Five countries - Lebanon, Turkey, Iraq, Jordan and Egypt - host nearly 5 million Syrian refugees, a "staggering number", with few in camps, U.N. refugee chief Filippo Grandi said.
"Even if Syrians have stopped arriving in Europe in any significant numbers, I hope that everybody realizes that the Syria refugee crisis has not gone away and continues to affect millions in host communities and continues to be a tragic situation," he said.
Providing livelihoods and restoring basic utilities are a priority in Syria, said Helen Clark, administrator of the U.N. Development Programme (UNDP).
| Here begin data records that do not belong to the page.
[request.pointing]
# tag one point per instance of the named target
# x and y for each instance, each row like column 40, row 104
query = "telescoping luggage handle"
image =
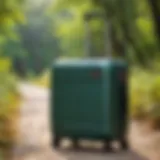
column 107, row 33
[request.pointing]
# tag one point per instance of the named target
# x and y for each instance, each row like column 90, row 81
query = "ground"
column 34, row 139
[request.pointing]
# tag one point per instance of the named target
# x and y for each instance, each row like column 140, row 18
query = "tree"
column 128, row 22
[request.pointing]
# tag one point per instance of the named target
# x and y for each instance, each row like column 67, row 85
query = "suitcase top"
column 90, row 62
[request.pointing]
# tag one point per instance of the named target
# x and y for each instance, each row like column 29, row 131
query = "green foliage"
column 9, row 101
column 10, row 14
column 145, row 95
column 133, row 25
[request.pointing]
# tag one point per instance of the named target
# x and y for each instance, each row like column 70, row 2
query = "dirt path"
column 35, row 134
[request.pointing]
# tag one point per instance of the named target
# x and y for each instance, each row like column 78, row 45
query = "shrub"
column 9, row 103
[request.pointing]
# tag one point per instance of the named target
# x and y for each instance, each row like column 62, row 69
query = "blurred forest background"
column 34, row 33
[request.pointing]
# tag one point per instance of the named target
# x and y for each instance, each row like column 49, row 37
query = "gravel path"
column 35, row 135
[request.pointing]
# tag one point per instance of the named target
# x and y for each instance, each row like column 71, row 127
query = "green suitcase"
column 89, row 100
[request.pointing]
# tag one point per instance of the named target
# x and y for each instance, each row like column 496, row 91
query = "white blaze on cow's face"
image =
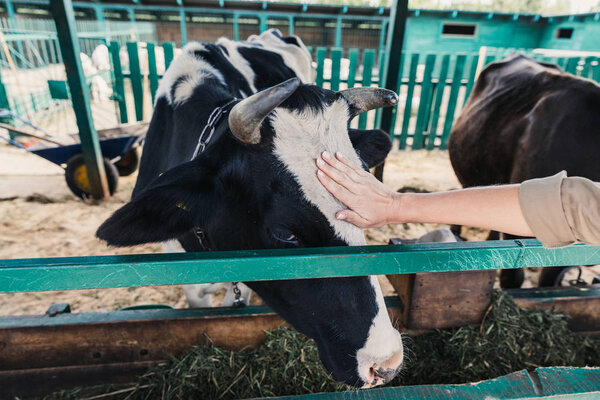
column 300, row 137
column 296, row 57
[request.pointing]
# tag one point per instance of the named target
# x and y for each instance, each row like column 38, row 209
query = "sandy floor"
column 39, row 217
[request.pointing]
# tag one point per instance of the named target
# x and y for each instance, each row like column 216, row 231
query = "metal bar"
column 438, row 102
column 336, row 58
column 262, row 20
column 393, row 65
column 378, row 111
column 236, row 27
column 182, row 26
column 471, row 78
column 220, row 11
column 136, row 80
column 152, row 73
column 291, row 25
column 321, row 54
column 118, row 85
column 353, row 56
column 338, row 32
column 412, row 77
column 3, row 97
column 40, row 274
column 62, row 12
column 454, row 89
column 169, row 51
column 368, row 59
column 424, row 102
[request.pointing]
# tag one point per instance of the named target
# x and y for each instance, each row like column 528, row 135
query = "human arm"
column 562, row 210
column 371, row 204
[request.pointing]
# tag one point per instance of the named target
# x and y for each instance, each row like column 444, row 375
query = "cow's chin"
column 356, row 340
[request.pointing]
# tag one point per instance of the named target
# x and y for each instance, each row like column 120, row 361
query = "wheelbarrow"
column 120, row 148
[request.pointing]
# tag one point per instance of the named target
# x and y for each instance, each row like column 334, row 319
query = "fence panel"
column 152, row 73
column 135, row 76
column 439, row 95
column 412, row 76
column 321, row 54
column 453, row 99
column 424, row 102
column 353, row 63
column 336, row 64
column 118, row 83
column 368, row 60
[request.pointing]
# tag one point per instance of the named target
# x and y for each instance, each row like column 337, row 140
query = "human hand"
column 370, row 203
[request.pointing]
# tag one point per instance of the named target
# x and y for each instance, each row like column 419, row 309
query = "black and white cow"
column 255, row 187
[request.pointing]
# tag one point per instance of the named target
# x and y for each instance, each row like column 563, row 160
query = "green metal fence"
column 433, row 87
column 41, row 274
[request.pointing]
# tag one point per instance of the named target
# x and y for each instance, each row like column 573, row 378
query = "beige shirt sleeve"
column 562, row 210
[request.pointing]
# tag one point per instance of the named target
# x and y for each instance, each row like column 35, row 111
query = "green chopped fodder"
column 509, row 339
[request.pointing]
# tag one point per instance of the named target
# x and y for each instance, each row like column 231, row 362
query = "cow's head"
column 256, row 187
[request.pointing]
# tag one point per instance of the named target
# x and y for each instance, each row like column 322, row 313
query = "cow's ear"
column 372, row 146
column 176, row 202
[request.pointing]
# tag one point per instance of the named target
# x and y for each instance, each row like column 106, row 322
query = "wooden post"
column 391, row 78
column 62, row 12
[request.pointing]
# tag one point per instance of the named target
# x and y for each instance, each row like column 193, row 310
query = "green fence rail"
column 24, row 275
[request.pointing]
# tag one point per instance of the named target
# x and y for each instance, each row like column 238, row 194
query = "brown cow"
column 527, row 120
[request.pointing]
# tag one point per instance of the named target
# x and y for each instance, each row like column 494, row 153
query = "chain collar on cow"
column 212, row 125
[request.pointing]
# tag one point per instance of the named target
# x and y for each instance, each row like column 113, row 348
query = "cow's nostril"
column 386, row 371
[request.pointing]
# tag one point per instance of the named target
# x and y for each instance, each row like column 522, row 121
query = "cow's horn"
column 246, row 116
column 364, row 99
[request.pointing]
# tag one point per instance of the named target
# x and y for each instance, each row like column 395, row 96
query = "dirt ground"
column 39, row 217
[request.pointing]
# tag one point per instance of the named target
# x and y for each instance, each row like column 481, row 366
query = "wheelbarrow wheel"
column 129, row 163
column 77, row 179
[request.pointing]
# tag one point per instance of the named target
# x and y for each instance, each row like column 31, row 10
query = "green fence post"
column 338, row 32
column 169, row 51
column 135, row 75
column 353, row 56
column 152, row 73
column 62, row 12
column 368, row 59
column 131, row 12
column 391, row 73
column 424, row 102
column 4, row 100
column 471, row 78
column 382, row 34
column 439, row 90
column 410, row 89
column 236, row 27
column 182, row 26
column 454, row 89
column 336, row 64
column 262, row 20
column 291, row 25
column 119, row 84
column 572, row 63
column 380, row 73
column 321, row 54
column 596, row 70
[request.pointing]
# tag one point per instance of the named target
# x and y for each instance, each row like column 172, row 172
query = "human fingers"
column 337, row 190
column 353, row 217
column 349, row 164
column 347, row 168
column 337, row 175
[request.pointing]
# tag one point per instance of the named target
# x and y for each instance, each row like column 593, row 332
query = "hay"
column 509, row 339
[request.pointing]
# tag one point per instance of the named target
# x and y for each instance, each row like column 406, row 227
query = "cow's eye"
column 285, row 236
"Even were there to be a political settlement tomorrow, we would still be here seeking support for humanitarian relief for a country that has been brought to its knees, with 85 percent living in poverty, 50 percent in unemployment and with the severe economic and social impacts on the neighborhood."
The one-day meetings and panel discussions in the Finnish capital are aimed at charting humanitarian priorities for Syria in 2017 and to launch a regional refugee plan. They coincide with peace talks in the Kazakh capital, Astana, where the host country announced that Russia, Turkey and Iran had struck a deal on a mechanism to consolidate the country's nearly month-old cease-fire.
In addition to U.N. and aid agencies, the Helsinki conference is being attended by government members from Syria's neighboring countries, where most of the refugees have fled.
Donors from civil society and the private sector also discussed new assistance in the wake of last year's pledge of $12 billion made at a Syria aid conference in London. A follow-up to the Feb. 2016 London meeting is scheduled to be held in Brussels in April.